Tight corners, crisp edges, a soldier’s precision softened by the way her pillow dips.
Discipline, she used to say. Start the day right and everything else will fall in line.
She lied, but I loved her for believing it.
A paperback lies face-down on the nightstand, a hair tie coiled beside it like a forgotten promise. She used to hate clutter - every surface wiped, every item in its place - but there’s a softness here now. A quiet surrender. Maybe she’s finally letting herself unravel.
I open her closet. Her clothes hang in neat rows, colors muted, fabrics light.
I close my eyes and inhale her scent. It’s all her; skin and soap and sweetness.
I bring one of her shirts to my face, breathe deep until it aches in my chest. For a moment, I almost believe I still deserve to feel this.
But I don’t. I’ll never deserve her, no matter how much I want to.
Her bathroom gleams. Labels are all turned forward, not a trace of dust. The kind of order that comes from someone who can’t afford chaos. The mirror is spotless, catching my reflection for half a second, an uninvited ghost. I look away before it looks back.
Her kitchen is clinical, nearly bare. Half a carton of milk. Three eggs. A bottle of cheap wine she probably won’t drink. She’s still trying to fill the quiet with work - hospital hours, midnight shifts, the exhaustion that numbs memory. It’s how she survives.

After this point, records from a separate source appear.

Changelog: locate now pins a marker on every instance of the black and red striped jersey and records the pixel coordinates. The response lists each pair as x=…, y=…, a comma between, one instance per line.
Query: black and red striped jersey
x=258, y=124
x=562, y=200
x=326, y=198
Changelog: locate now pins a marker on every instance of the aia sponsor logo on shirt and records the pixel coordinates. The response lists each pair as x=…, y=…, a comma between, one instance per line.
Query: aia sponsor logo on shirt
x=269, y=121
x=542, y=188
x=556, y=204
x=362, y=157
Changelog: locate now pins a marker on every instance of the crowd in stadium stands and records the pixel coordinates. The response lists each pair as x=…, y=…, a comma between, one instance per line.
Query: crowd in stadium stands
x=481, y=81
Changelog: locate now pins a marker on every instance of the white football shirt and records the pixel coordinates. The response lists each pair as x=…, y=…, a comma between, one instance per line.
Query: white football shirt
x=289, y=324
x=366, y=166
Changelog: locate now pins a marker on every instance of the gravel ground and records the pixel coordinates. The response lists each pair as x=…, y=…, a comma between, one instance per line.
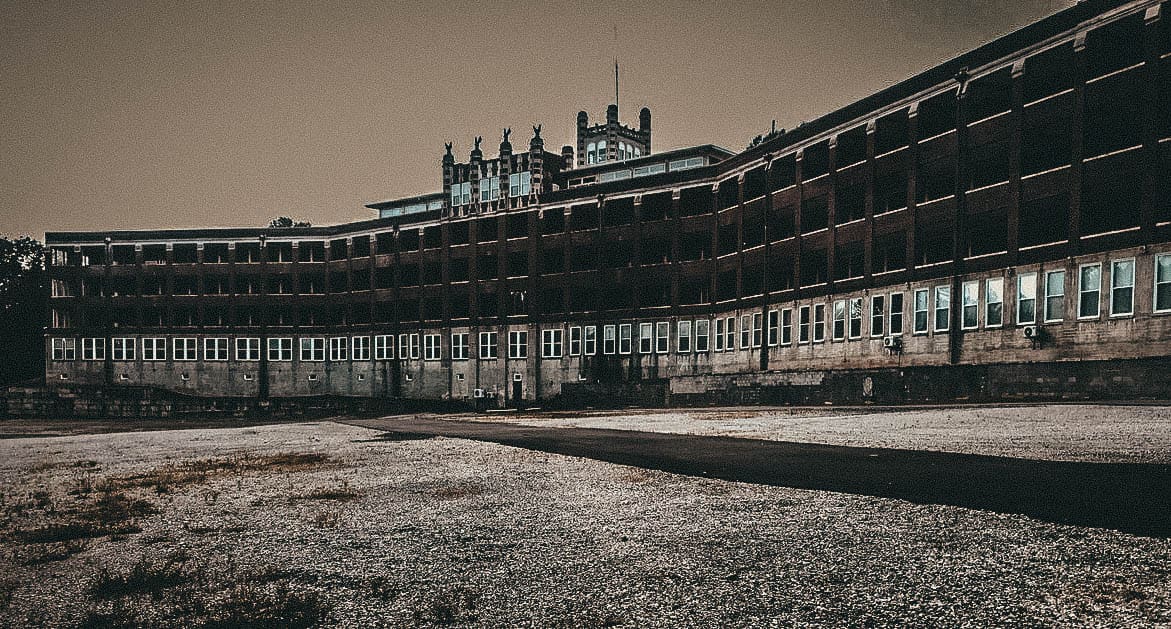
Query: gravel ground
x=458, y=532
x=1118, y=433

The stove clock glows 6:48.
She’ll be home in twelve minutes.
I climb into the crawl space, the air thick and humming with the building’s pulse. Below me, the world holds its breath.
Then there’s the rattle of keys. The soft thud of her bag hitting the table. A sigh, long and frayed at the edges.
“God,” she whispers, and it sounds less like a prayer and more like surrender.
The couch exhales under her weight. I don’t need to look; I know the ritual. The slow unwind. The tilt of her head. The fragile silence before grief fills the room again.
Then her eyes lift toward the vent. For a second, I forget to breathe. We share the same silence, separated by inches of metal and a thousand lies. Then she blinks, and the moment shatters.
Water runs. Steam begins to rise. The air grows heavy, warm.
I can picture her skin flushing under the spray, the way droplets would bead at her collarbone.
The image burns through restraint, through logic.
My fingers twitch. The urge to drop from the vent and go to her - to hold her, touch her, take her - is almost unbearable.
But I stay. Because I know what happens if I don’t.
When I finally move, it’s with precision. The crawl space closes behind me, the apartment left untouched except for the ghost of my breath. The door clicks shut as I vanish into the corridor.
Outside, the city is bruised with dusk. I cross the street and stop, watching her window light flicker to life. She moves past the glass wrapped in a towel - unguarded, human. The sight is agony. Beauty and punishment, all in one.
She drinks water. Heads back to the bedroom. The lamp glows, then fades. Only then do I turn away.
Behind me, her apartment exhales. And I breathe out with it - like I’m leaving a part of myself inside.